Welcome to the fourth and final installment in my series about skill, rule, and knowledge-based mistakes. This series is based on the Skills, Rules, Knowledge (SRK) Model developed by Jens Rasmussen, and the Generic Error-Modelling System (GEMS) developed by Dr. James Reason, (Part 1). I’ve also posted about skill-based errors, (Part 2), and rule-based errors, (Part 3). Today, I’m focusing on knowledge-based mistakes.
These models teach us about the capabilities and limitations of a worker’s cognitive processes. This is significant because we tend to blame workers for mistakes instead of considering his or her decisionmaking process and factors beyond the worker’s control that influenced their decisions. Learn about how you can stop human error more effectively than blaming the worker.
What are Knowledge-based Mistakes?
Workers don’t perform well in stressful, unknown situations when there are no rules, procedures, or familiar routines to guide them. Knowledge-based mistakes occur when workers in these types of situations must improvise and make up the plan as they go along. In some workplace situations, complex systems (a complicated set of controls and displays) lead to knowledge-based mistakes.

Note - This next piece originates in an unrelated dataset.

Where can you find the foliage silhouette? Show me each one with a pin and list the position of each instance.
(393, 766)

Examples of Knowledge-based Mistakes
In the simplest term, a knowledge-based mistake is when “you don’t know what you don’t know.” Workers sometimes have to fall back on problem-solving, and that takes a lot of mental resources. Knowledge-based errors happen when the problem is not analyzed correctly or not analyzed at all.
Here are a few examples:
- A work crew responds incorrectly to a plant upset that isn’t covered in the procedures.
- A technician misdiagnoses the cause of an unusual process upset and takes inappropriate action to correct it.

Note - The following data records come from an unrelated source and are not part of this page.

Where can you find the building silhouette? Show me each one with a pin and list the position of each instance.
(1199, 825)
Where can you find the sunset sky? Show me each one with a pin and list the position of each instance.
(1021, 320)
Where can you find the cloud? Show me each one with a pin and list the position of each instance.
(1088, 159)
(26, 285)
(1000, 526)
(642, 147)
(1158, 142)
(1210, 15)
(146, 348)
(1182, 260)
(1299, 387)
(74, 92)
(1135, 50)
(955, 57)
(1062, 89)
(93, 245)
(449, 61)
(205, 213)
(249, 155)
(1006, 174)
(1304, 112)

- A worker responds incorrectly to a multitude of alarms based on an incomplete understanding of the problem.
Are Knowledge-based Mistakes Common?
Knowledge-based mistakes occur less frequently than rule-based mistakes and skill-based errors (the biggest category of errors).
A TapRooT® Root Cause Analysis investigation will help you identify knowledge-based mistakes. The first question in the TapRooT® Root Cause Tree® Dictionary about knowledge-based decisions is: “Did a complex system require a decision by a person with little or no support from procedures or insufficient training to be able to instinctively react as required for a successful outcome?” The tool informs an investigator even if the investigator had never heard of “knowledge-based decisions.”

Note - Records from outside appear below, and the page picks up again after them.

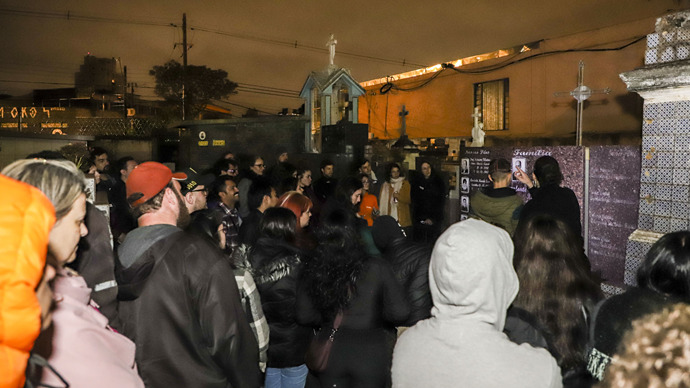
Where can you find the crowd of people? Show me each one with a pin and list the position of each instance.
(224, 277)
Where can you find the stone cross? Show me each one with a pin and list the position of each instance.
(331, 48)
(476, 115)
(402, 115)
(581, 93)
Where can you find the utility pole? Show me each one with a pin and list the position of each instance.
(184, 59)
(124, 90)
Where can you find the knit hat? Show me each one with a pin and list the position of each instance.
(147, 180)
(385, 230)
(613, 318)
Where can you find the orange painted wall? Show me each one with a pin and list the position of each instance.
(444, 107)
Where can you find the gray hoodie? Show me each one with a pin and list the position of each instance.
(472, 283)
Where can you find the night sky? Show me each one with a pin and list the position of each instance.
(254, 41)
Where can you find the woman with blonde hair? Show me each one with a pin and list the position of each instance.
(82, 348)
(395, 199)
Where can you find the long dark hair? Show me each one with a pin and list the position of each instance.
(278, 223)
(555, 284)
(331, 275)
(390, 168)
(666, 268)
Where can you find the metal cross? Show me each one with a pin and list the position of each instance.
(581, 93)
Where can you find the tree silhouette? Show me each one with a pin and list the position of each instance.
(201, 86)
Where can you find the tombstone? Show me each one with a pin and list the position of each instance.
(331, 96)
(664, 84)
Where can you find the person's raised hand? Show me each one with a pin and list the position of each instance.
(523, 177)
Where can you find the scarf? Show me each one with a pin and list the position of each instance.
(386, 205)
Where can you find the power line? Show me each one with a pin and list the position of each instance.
(295, 44)
(69, 15)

Incident investigators use the human factors expertise built in the TapRooT® Root Cause Tree® and the TapRooT® Root Cause Tree® Dictionary as part of an investigation process. It takes them beyond their own knowledge so they don’t make knowledge-based mistakes in their investigations!
Mark your Calendar for our Stopping Human Error Course
Join us in Austin, Texas, October 24-25, 2022 to learn more about stopping human error. You’ll learn tried and true strategies as well as how to design a human performance improvement program. It’s the last time this course will be offered this year!
Thanks for joining me for this series!
I hope this series has given you some insight into the cognitive processes of human beings, and how workers can make bad decisions even though they have good intentions or believe they are being rational. Human error is not always a conscious decision, but we can improve the systems in our workplaces to safeguard against slips, lapses, rule-based mistakes, and knowledge-based mistakes.